Развитие и созревание ретикулоцитов

Изгнание ядер из метарубрицитов связано с изменениями в промежуточных филаментах и ​​микротрубочках, которые приводят к перестройке мембранного цитоскелета. Вытесненные ядра быстро поглощаются макрофагами костного мозга. Затем ретикулоциты покидают костный мозг, хотя точный механизм неизвестен. Ретикулоциты содержат остаточные митохондрии, мембраны аппарата Гольджи, рибосомы и микротрубочковые компоненты и могут иметь примерно на 35% больший объем, чем зрелые эритроциты. Во время созревания в кровотоке ретикулоциты приобретают гемоглобин и теряют органеллы, площадь поверхности мембраны, объем и многочисленные белки клеточной поверхности. Белки клеточной поверхности теряются в виде экзосом или мембранных пузырьков, которые содержат белки, специально отобранные для удаления.
Стрессовые ретикулоциты высвобождаются из костного мозга во время эритропоэтического стресса. Стрессовые ретикулоциты крупнее и менее зрелые, чем нормальные ретикулоциты, и содержат больше митохондрий, рибосом и других органелл.
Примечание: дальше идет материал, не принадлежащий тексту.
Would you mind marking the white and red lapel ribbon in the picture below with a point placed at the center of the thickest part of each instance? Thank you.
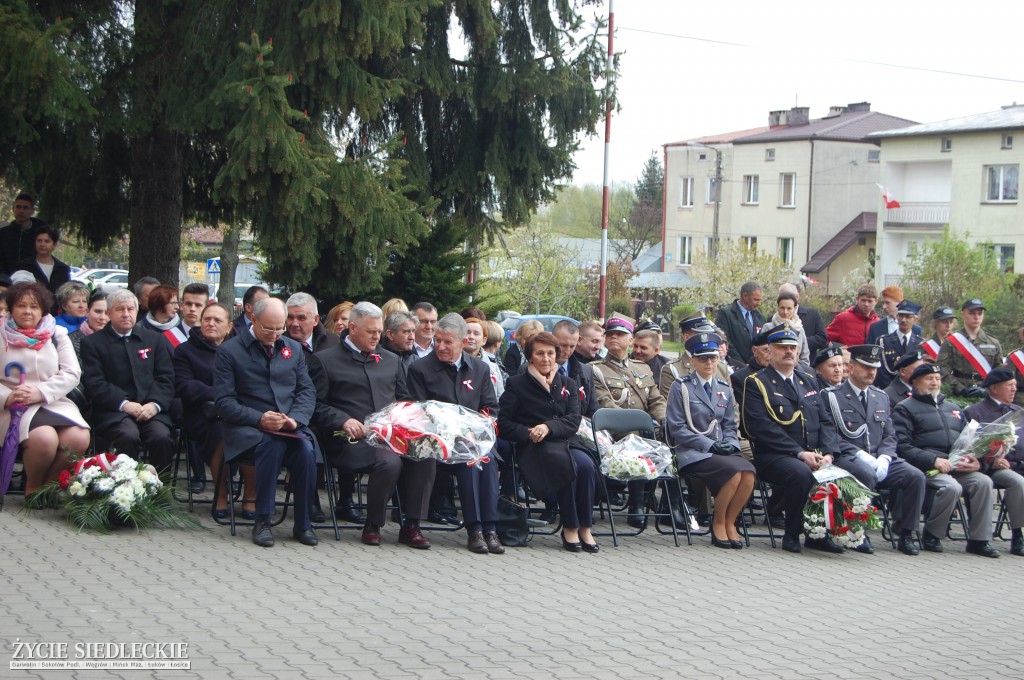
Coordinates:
(827, 494)
(1017, 358)
(102, 461)
(971, 353)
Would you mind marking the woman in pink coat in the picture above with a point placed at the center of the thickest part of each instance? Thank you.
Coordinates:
(39, 369)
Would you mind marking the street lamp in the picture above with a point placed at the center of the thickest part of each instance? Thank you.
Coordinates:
(718, 195)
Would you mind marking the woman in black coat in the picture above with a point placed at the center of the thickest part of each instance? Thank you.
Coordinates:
(194, 385)
(540, 413)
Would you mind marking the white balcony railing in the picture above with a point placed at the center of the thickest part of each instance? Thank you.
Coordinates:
(919, 213)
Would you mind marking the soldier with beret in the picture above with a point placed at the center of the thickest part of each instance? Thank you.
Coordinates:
(862, 416)
(968, 355)
(900, 388)
(623, 383)
(1006, 473)
(899, 342)
(927, 426)
(828, 366)
(784, 416)
(701, 420)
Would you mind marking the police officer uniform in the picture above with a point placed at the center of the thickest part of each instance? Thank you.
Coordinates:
(783, 419)
(895, 346)
(956, 371)
(867, 448)
(675, 370)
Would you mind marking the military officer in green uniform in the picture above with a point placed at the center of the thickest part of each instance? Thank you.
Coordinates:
(968, 355)
(673, 371)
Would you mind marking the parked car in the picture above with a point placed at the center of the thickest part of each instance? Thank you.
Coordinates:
(512, 323)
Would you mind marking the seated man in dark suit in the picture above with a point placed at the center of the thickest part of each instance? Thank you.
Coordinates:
(1007, 473)
(265, 397)
(128, 372)
(450, 375)
(354, 379)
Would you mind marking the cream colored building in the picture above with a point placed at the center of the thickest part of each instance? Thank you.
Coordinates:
(800, 188)
(964, 172)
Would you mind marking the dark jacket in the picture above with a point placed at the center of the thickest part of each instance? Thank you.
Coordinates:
(115, 371)
(59, 275)
(988, 411)
(547, 466)
(731, 321)
(814, 329)
(782, 422)
(848, 415)
(349, 385)
(194, 380)
(16, 245)
(926, 429)
(247, 384)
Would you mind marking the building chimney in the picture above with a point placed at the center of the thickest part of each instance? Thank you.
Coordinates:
(800, 116)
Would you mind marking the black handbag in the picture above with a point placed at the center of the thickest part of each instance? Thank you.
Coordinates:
(511, 525)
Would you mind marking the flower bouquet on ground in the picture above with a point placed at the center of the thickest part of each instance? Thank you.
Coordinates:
(110, 490)
(445, 432)
(840, 506)
(635, 458)
(586, 436)
(989, 442)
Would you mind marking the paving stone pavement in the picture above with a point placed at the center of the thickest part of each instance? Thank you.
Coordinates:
(645, 609)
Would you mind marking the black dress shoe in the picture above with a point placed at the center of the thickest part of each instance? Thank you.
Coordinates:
(305, 537)
(316, 511)
(345, 510)
(981, 548)
(791, 543)
(261, 534)
(930, 543)
(715, 541)
(907, 545)
(865, 547)
(824, 545)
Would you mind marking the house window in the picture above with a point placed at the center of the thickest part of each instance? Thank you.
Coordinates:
(712, 190)
(686, 192)
(785, 251)
(751, 189)
(787, 182)
(1001, 181)
(685, 251)
(1004, 256)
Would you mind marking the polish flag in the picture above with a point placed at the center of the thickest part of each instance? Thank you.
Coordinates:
(890, 201)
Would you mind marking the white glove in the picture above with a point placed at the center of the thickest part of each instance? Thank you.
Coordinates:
(882, 468)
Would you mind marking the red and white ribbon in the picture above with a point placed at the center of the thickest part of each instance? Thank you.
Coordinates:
(827, 494)
(971, 353)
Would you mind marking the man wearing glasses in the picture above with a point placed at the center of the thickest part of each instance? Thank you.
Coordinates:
(266, 400)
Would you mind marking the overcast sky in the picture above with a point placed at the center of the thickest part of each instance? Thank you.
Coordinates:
(680, 84)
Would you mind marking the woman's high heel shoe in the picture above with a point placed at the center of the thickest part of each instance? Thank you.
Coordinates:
(571, 547)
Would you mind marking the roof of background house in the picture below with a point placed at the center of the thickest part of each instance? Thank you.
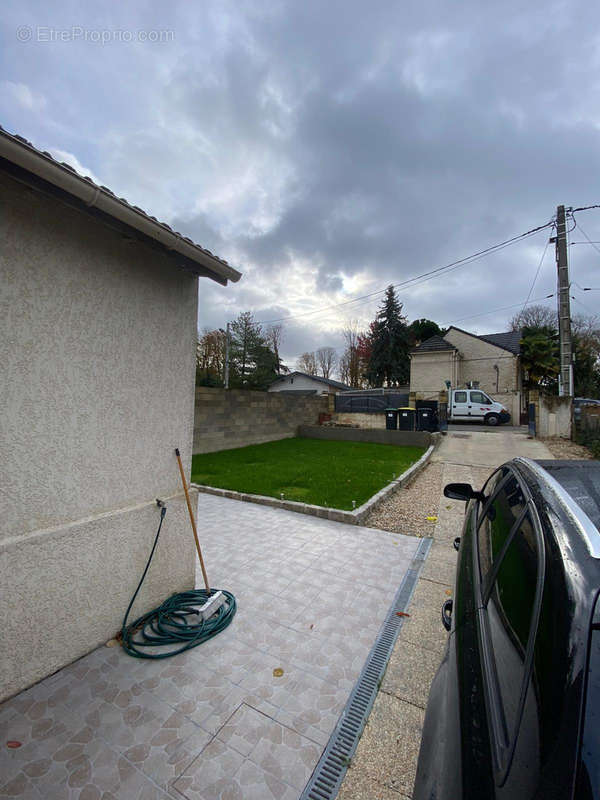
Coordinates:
(18, 155)
(511, 340)
(327, 381)
(506, 341)
(433, 343)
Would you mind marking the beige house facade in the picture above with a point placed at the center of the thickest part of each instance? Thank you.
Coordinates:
(459, 357)
(97, 345)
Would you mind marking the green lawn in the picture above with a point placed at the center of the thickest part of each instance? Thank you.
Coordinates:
(316, 471)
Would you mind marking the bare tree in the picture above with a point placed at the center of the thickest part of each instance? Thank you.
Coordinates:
(534, 317)
(307, 363)
(326, 360)
(274, 337)
(351, 356)
(344, 367)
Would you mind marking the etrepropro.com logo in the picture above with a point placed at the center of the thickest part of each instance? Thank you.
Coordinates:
(103, 36)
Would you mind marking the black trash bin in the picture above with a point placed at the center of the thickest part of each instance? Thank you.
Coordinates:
(406, 419)
(391, 419)
(426, 419)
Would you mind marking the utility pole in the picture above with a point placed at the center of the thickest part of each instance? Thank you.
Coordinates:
(226, 381)
(565, 379)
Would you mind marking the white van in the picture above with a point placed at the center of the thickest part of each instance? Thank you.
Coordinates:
(473, 404)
Их мембраны более механически жесткие и нестабильные, и они содержат адгезивные белки, которые обычно теряются перед высвобождением.

Молекулы клеточной поверхности на развивающихся эритроидных клетках

Эритроидные клетки экспрессируют различные молекулы на поверхности клеток, некоторые из которых регулируются в процессе развития. Краткое описание важных молекул на поверхности эритроидных клеток представлено в таблице 6.2.

Ретикулоциты в ветеринарии

Количество ретикулоцитов, циркулирующих в норме, варьируется у разных видов. У некоторых видов ретикулоциты присутствуют в норме (собаки, кошки, грызуны, кролики, свиньи, морские свинки), тогда как у других (коровы, козы, овцы) ретикулоциты присутствуют только в период регенеративной реакции. У лошадей, за редкими исключениями, ретикулоциты отсутствуют даже в период регенеративной реакции.